In the topology illustrated above, NSX Advanced Load Balancer provides the following networking, IPAM, isolation, tenancy, and Avi Kubernetes Operator functionalities.


  • SEs are deployed in a dual-arm mode in relation to the data path, with connectivity both to the VIP network and to the workload cluster node network.
  • The VIP network and the workload networks must be discoverable in the same vCenter Cloud so Avi Controller could create SEs attached to both networks.
  • VIP and SE data interface IP addresses are allocated from the VIP network.
  • There can only be one VIP network per workload cluster. However, different VIP networks could be assigned to different workload clusters, for example in a large Tanzu Kubernetes Grid deployment.


  • If DHCP is not available, IPAM for the VIP and SE Interface IP address is managed by Avi Controller.
  • The IPAM profile in Avi Controller is configured with a Cloud and a set of Usable Networks.
  • If DHCP is not configured for the VIP network, at least one static pool must be created for the target network.

Resource Isolation

  • Dataplane isolation across Tanzu Kubernetes clusters can be provided by using SE Groups.
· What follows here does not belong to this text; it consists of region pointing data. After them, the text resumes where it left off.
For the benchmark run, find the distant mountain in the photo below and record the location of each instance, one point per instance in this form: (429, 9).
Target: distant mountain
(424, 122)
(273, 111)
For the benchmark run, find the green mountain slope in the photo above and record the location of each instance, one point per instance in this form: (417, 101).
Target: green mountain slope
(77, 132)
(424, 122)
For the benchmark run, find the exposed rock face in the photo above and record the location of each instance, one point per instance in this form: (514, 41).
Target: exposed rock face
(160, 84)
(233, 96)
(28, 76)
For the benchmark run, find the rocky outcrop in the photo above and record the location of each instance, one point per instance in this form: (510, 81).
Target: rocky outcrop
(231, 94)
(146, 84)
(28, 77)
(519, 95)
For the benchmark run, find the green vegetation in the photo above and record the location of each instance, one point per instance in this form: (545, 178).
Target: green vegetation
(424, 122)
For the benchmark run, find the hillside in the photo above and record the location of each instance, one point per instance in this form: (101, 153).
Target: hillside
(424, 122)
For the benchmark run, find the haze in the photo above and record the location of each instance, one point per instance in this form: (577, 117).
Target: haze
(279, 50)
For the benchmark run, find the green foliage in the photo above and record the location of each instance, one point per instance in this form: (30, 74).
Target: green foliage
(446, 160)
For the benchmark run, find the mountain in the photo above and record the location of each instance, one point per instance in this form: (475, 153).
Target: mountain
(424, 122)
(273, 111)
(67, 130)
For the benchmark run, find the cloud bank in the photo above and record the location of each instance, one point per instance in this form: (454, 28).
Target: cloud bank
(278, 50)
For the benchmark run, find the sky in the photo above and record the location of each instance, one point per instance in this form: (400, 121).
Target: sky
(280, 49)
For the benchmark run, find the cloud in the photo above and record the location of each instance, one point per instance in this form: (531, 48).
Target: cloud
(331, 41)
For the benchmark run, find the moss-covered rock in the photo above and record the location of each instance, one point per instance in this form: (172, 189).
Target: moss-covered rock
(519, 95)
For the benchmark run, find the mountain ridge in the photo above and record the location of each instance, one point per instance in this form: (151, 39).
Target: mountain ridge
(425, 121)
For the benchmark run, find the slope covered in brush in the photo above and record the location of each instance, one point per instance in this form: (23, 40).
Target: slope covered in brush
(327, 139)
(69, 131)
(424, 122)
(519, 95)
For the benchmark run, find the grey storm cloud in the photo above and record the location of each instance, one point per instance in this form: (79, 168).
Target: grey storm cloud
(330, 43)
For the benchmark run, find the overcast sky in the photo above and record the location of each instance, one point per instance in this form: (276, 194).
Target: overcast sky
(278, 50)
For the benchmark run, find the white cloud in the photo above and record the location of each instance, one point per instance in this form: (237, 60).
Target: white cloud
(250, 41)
The vSphere admin can configure a dedicated SE Group and configure that for a set of Tanzu Kubernetes clusters that need isolation.
  • SE Groups offer the ability to control the resource characteristics of the SEs created by the Avi Controller, for example, CPU, memory, and so on.


With NSX Advanced Load Balancer Essentials, all workload cluster users are associated with the single admin tenant.

Avi Kubernetes Operator

Avi Kubernetes Operator is installed on Tanzu Kubernetes clusters. It is configured with the Avi Controller IP address and the user credentials that Avi Kubernetes Operator uses to communicate with the Avi Controller. A dedicated user per workload is created with the admin tenant and a customized role. This role has limited access, as defined in

Install Avi Controller on vCenter Server

You install Avi Controller on vCenter Server by downloading and deploying an OVA template. These instructions provide guidance specific to deploying Avi Controller for Tanzu Kubernetes Grid.

  1. Make sure your vCenter environment fulfills the prerequisites described in Installing Avi Vantage for VMware vCenter in the Avi Networks documentation.
  2. Access the Avi Networks portal from the Tanzu Kubernetes Grid downloads page.
  3. In the VMware NSX Advanced Load Balancer row, click Go to Downloads.
  4. Click Download Now to go the NSX Advanced Load Balancer Customer Portal.
  5. In the customer portal, go to Software > 20.1.6.
    • You can also install version 20.1.3.
  6. Scroll down to VMware, and click the download button for Controller OVA.
  7. Log in to the vSphere Client.
  8. In the vSphere Client, right-click an object in the vCenter Server inventory, select Deploy OVF template.
  9. Select Local File, click the button to upload files, and navigate to the downloaded OVA file on your local machine.
  10. Follow the installer prompts to deploy a VM from the OVA template, referring to the Deploying Avi Controller OVA instructions in the Avi Networks documentation.

    Select the following options in the OVA deployment wizard:

    • Provide a name for the Controller VM, for example, nsx-adv-lb-controller and the datacenter in which to deploy it.
    • Select the cluster in which to deploy the Controller VM.
    • Review the OVA details, then select a datastore for the VM files. For the disk format, select Thick Provision Lazy Zeroed.
    • For the network mapping, select a port group for the Controller to use to communicate with vCenter Server. The network must have access to the management network on which vCenter Server is running.
    • If DHCP is available, you can use it for controller management.
    • Specify the management IP address, subnet mask, and default gateway. If you use DHCP, you can leave these fields empty.
    • Leave the key field in the template empty.
    • On the final page of the installer, click Finish to start the deployment.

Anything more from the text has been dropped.